Fathers and Other Disasters is a typical French comedy of mistaken identity that provides entertaining entertainment with plenty of over-the-top humor and charming characters. Although the staging seems a bit flat and uninspired at times, thanks to the good interplay between the two main actors, there is plenty of good humour to be had, even despite a few weak gags. Gérard Jugnot and Francois Berléand, who already worked together on The Children of Monsieur Mathieu, carry the comedy as a mismatched duo not only in its strong but also in its rather shallow moments. Berléand clearly has the best laughs on his side as the uptight obsessive-compulsive.
The rest of the cast unfortunately gets a bit lost next to the strong duo. Jamie Bamber Griffith, known from the series Battlestar Galactica, for instance, completely pales next to the comedic timing of Jugnot and Berléand. And while Olivia Ruiz certainly puts up a good fight, her performance comes across as nowhere near as relaxed and engaging as that of her movie fathers. But even if the supporting cast remains a bit colourless, the production makes use of several clichés and the gags sometimes don't hit the mark, Fathers and Other Disasters works really well. Because it's obvious from the opening credits that the film doesn't want to achieve anything more than to put the audience in a good mood. And in the end it succeeds really well.

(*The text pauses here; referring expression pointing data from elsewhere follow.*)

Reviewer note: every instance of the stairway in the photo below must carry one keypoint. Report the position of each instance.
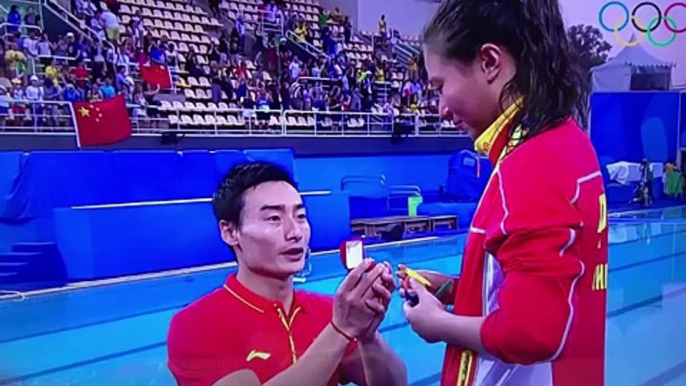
(304, 50)
(31, 266)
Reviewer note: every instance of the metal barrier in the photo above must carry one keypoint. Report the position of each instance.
(309, 48)
(23, 28)
(45, 117)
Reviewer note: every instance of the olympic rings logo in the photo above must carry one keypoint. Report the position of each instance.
(646, 30)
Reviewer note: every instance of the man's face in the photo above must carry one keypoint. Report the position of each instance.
(274, 232)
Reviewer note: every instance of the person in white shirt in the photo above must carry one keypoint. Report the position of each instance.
(34, 94)
(294, 68)
(44, 48)
(111, 24)
(31, 45)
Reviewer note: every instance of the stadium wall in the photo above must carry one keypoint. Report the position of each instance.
(113, 213)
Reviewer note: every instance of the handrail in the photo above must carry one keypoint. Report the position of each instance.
(356, 179)
(309, 48)
(22, 25)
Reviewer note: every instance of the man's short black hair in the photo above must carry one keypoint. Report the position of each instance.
(227, 201)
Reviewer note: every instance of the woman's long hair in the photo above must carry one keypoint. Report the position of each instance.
(547, 76)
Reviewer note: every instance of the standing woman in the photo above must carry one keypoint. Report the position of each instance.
(529, 306)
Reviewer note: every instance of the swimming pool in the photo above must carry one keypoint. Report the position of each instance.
(115, 334)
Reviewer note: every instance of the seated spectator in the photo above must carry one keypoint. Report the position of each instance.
(15, 61)
(98, 60)
(72, 94)
(158, 54)
(95, 94)
(31, 18)
(44, 47)
(84, 9)
(5, 100)
(107, 89)
(34, 94)
(13, 20)
(31, 44)
(19, 101)
(52, 93)
(97, 26)
(111, 24)
(122, 80)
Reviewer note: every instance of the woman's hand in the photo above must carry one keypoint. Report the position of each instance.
(436, 279)
(423, 315)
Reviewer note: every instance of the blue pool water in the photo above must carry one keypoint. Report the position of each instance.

A little buddy comedy, some slapstick, a touch of romance and a lot of classic comedy of mistaken identity, these are the ingredients director Martin Valente has used to put together his light-hearted wedding fun. If you're just looking for light French entertainment cinema with some hearty laughs, two charming leads and an amusing story, you can safely seek out these wedding festivities. Worth seeing!